In einem Satz: Das Rad ist der Hammer!

Besonders gespannt war ich ja auf die Performance von Lefty und Hinterbau, wobei die Lefty mit Fox-Innenleben der Grund für die Auswahl dieses Fahrrads gewesen ist.

Zur Lefty Max Carbon 140 Fox RLC:
Die Gabel hat im Gegensatz zu den übrigen aktuellen Lefties eine Stahlfeder. Das macht sie zwar geringfügig schwerer, dafür aber extrem sensibel und hoffentlich auch wartungsarm. Ich hatte erst bedenken, ob ich eine andere Feder verbauen müsste, um die Gabel auf mein Gewicht von 74kg anzupassen... brauchte ich aber nicht. Die Gabel sinkt etwa 3cm in den Sag, was bei einer 140er Gabel eher als sportlich-straff zu bezeichnen ist und mir perfekt gefällt. Wenn ich mal feintunen will, kann ich immer noch die Federvorspannung verändern. Daher: Die Standardfeder, die in Rahmengröße L verbaut wird, passt mir perfekt.
An der Oberseite der Gabel befinden sich Lockout-Hebel, Low-Speed-Druckstufenregler und Rebound-Regler. Zuerst stelle ich den Rebound ein, wobei ich nur so viel reindrehe, dass die Gabel beim Ausfedern etwas verzögert wird.
Interessanter ist da schon die Low-Speed-Druckstufe. Die ersten paar Kilometer bin ich die komplett offen gefahren, dann allerdings wippt die Gabel wie Hölle, was ja zu erwarten gewesen ist. Ich habe dann 5 Klicks reingedreht (wie auch von Cannondale empfohlen) und zack... perfekt!
Unter der Gabel ist der Drehknopf für das Blow-Off-Ventil im Lockout. Damit stellt man ein, bei welchen Schlägen die Gabel auch im Lockout aufmachen soll. Ich habe das mal auf einen ganz kleinen Wert gestellt und war beeindruckt, wie gut das funktioniert. Man kann die Gabel auf Forstautobahnen problemlos im Lockout fahren. Sobald ein Schlag kommt, macht die Gabel auf und federt wie gewohnt. Nach dem Schlag macht sie sofort wieder zu. In diesem Modus könnte man komplette einfache Marathons bestreiten!
Die meiste Zeit bin ich die Gabel aber natürlich offen gefahren.
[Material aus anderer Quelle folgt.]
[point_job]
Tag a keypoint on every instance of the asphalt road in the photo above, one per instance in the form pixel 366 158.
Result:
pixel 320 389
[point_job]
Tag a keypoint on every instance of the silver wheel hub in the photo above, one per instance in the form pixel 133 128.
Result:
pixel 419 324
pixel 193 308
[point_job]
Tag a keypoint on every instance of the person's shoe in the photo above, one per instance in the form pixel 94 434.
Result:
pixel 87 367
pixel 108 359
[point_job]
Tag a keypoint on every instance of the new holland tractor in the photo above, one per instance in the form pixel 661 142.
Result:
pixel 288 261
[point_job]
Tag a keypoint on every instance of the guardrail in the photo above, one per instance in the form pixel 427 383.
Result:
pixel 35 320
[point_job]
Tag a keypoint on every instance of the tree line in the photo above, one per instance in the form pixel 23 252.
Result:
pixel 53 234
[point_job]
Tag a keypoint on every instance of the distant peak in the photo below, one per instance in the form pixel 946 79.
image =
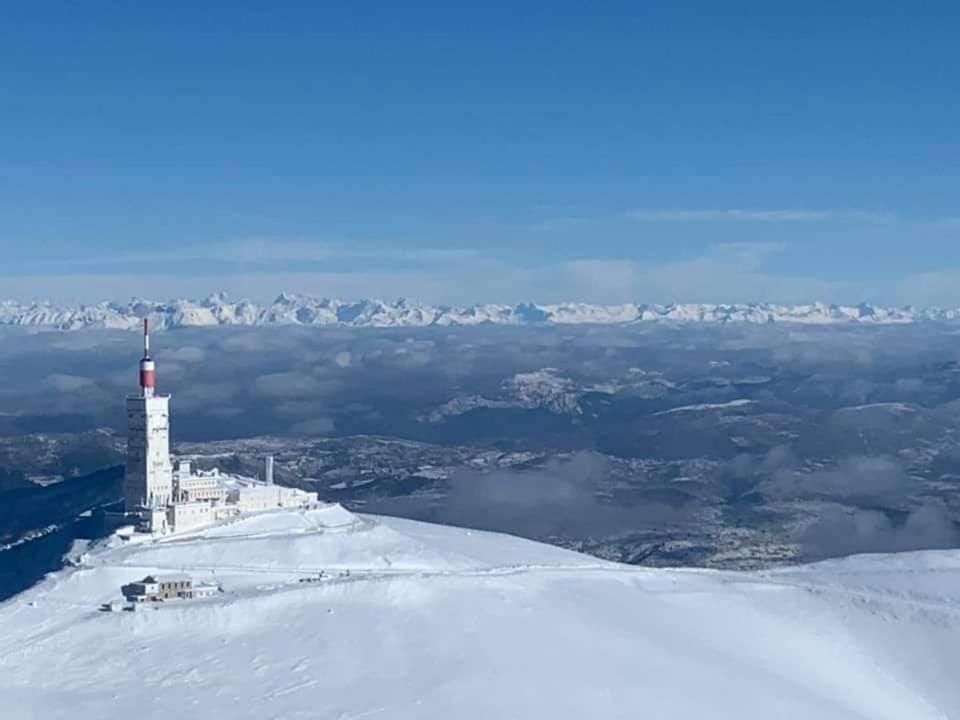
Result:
pixel 295 309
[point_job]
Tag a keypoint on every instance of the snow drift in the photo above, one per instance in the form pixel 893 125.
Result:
pixel 421 621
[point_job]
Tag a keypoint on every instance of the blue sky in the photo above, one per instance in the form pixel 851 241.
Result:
pixel 517 151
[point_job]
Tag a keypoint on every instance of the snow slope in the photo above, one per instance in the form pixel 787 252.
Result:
pixel 440 622
pixel 288 309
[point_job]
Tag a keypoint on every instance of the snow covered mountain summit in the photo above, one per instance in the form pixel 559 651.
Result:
pixel 411 620
pixel 290 309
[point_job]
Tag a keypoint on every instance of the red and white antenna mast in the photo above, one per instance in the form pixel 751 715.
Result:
pixel 147 368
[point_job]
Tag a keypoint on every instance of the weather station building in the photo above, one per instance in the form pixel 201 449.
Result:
pixel 164 500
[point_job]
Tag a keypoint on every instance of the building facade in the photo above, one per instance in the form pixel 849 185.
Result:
pixel 148 481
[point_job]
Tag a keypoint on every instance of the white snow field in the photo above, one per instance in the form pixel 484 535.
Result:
pixel 442 622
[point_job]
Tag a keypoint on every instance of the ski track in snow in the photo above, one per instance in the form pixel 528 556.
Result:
pixel 439 622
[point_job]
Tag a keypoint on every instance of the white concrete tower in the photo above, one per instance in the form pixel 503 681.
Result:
pixel 148 482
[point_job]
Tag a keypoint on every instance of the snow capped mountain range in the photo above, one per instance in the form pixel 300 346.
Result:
pixel 289 309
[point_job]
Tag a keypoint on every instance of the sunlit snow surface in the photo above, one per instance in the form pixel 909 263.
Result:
pixel 440 622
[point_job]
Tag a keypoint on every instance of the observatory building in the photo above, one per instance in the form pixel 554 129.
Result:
pixel 164 500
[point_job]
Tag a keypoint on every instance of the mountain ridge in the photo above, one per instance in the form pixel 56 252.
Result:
pixel 295 309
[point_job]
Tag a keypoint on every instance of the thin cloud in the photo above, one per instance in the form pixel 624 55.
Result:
pixel 759 215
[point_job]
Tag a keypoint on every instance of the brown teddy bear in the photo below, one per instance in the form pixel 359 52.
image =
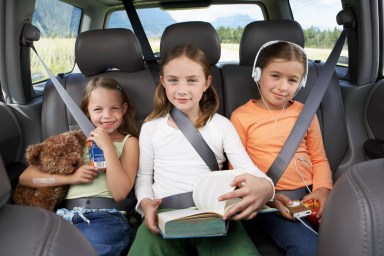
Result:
pixel 59 154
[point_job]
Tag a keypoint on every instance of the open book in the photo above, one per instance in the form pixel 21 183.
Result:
pixel 206 219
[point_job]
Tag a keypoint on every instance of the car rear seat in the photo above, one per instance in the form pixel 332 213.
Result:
pixel 11 144
pixel 203 35
pixel 33 231
pixel 109 52
pixel 239 87
pixel 374 122
pixel 352 223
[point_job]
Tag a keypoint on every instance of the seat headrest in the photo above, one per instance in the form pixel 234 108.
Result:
pixel 198 33
pixel 257 33
pixel 99 50
pixel 5 185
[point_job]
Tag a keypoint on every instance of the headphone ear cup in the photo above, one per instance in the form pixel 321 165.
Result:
pixel 257 74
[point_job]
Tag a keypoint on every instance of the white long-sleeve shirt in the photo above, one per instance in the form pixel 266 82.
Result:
pixel 170 165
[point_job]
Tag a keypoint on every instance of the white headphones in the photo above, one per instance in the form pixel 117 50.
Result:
pixel 256 71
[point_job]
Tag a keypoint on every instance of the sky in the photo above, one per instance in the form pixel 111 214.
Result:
pixel 319 13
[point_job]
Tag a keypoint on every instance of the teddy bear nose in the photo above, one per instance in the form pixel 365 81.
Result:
pixel 75 163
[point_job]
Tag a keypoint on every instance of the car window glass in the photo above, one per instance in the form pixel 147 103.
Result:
pixel 321 31
pixel 58 23
pixel 228 20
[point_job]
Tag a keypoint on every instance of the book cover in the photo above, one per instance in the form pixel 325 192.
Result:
pixel 206 219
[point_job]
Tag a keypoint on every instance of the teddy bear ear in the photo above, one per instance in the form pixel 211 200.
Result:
pixel 33 154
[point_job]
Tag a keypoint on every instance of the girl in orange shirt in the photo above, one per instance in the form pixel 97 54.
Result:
pixel 263 124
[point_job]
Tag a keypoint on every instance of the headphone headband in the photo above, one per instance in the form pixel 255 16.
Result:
pixel 256 71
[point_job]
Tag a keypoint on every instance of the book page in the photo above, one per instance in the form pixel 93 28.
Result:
pixel 207 191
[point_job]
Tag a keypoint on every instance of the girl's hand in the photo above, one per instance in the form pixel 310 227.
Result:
pixel 279 202
pixel 254 191
pixel 84 174
pixel 149 207
pixel 322 195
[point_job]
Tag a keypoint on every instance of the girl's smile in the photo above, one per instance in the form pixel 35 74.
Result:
pixel 184 82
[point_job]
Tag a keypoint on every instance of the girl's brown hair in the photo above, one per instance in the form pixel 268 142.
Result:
pixel 128 125
pixel 282 50
pixel 209 102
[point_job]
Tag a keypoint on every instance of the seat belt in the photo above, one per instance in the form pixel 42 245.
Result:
pixel 312 103
pixel 149 56
pixel 195 138
pixel 30 34
pixel 185 200
pixel 82 120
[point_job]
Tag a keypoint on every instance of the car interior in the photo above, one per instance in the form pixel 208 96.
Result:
pixel 350 113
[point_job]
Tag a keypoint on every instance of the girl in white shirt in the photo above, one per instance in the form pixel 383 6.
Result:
pixel 169 165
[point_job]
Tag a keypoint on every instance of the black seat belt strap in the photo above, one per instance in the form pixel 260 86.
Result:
pixel 185 200
pixel 31 34
pixel 142 37
pixel 311 105
pixel 195 138
pixel 82 120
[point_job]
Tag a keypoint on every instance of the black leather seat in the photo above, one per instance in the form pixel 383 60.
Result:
pixel 374 121
pixel 109 52
pixel 35 231
pixel 353 220
pixel 11 144
pixel 239 87
pixel 203 35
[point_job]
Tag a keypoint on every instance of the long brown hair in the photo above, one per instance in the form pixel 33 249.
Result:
pixel 282 50
pixel 209 102
pixel 128 125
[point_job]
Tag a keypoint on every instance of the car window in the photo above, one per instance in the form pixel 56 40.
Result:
pixel 228 20
pixel 59 24
pixel 321 31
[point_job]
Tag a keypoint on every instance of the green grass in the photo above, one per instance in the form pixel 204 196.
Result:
pixel 57 53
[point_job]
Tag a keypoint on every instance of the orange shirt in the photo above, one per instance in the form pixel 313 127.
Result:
pixel 263 140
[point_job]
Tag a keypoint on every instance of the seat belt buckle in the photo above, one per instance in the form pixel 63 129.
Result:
pixel 96 157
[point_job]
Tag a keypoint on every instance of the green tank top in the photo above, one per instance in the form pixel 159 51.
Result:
pixel 98 187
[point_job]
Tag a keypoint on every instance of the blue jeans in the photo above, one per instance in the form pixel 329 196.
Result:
pixel 292 236
pixel 108 232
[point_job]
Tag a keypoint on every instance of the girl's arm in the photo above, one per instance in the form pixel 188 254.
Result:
pixel 255 188
pixel 33 177
pixel 120 173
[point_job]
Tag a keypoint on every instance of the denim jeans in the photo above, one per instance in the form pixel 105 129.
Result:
pixel 291 236
pixel 108 232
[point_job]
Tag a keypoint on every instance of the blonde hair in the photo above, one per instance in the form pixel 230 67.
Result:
pixel 209 102
pixel 128 125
Nach vielen Cannondale-freien Jahren und etlichen Gabeln (Fox 32, Fox 36, German:a, Reba) hat mir die Lefty heute gezeigt, wie eine Federgabel funktionieren kann. Wahnsinn, kann ich nicht anders formulieren. Das Teil ist steif wie nix, schluckt den kleinsten Kiesel, sackt nicht durch bei grossen Stößen und fühlt sich insgesamt einfach bombastisch an. Auch freihändig fahren ist kein Problem (warum auch?). An steilen Rampen bleibt das Vorderrad am Boden und hat keine Tendenz, abzuheben.

Zum Hinterbau:
Den RP32 habe ich mit etwa 13 bar betankt um auf einen Sag von etwa 12mm zu kommen (pi mal daumen). Am Ende der Tour war der Gummiring etwa 1cm vor Ende, d.h. da kann ich eventuell noch etwas rausnehmen. Die meiste Zeit bin ich mit Pedalplattform gefahren (auf Stufe 2). Im stehen bewegt sich dann hinten nix, selbst Sprints anziehen war kein Problem. Hier war ich am meisten überrascht, denn mit soviel Vortrieb hätte ich bei diesem Rad nicht gerechnet (bin vorher Epic S-Works gefahren). Ohne Pedalplattform versenkt man bei harten Antritten ordentlich Energie im Hinterbau, aber auch das war zu erwarten und ist absolut in Ordnung. Selbst mit eingeschalteter Pedalplattform fand ich den Hinterbau hinreichend sensibel, sogar sehr komfortabel.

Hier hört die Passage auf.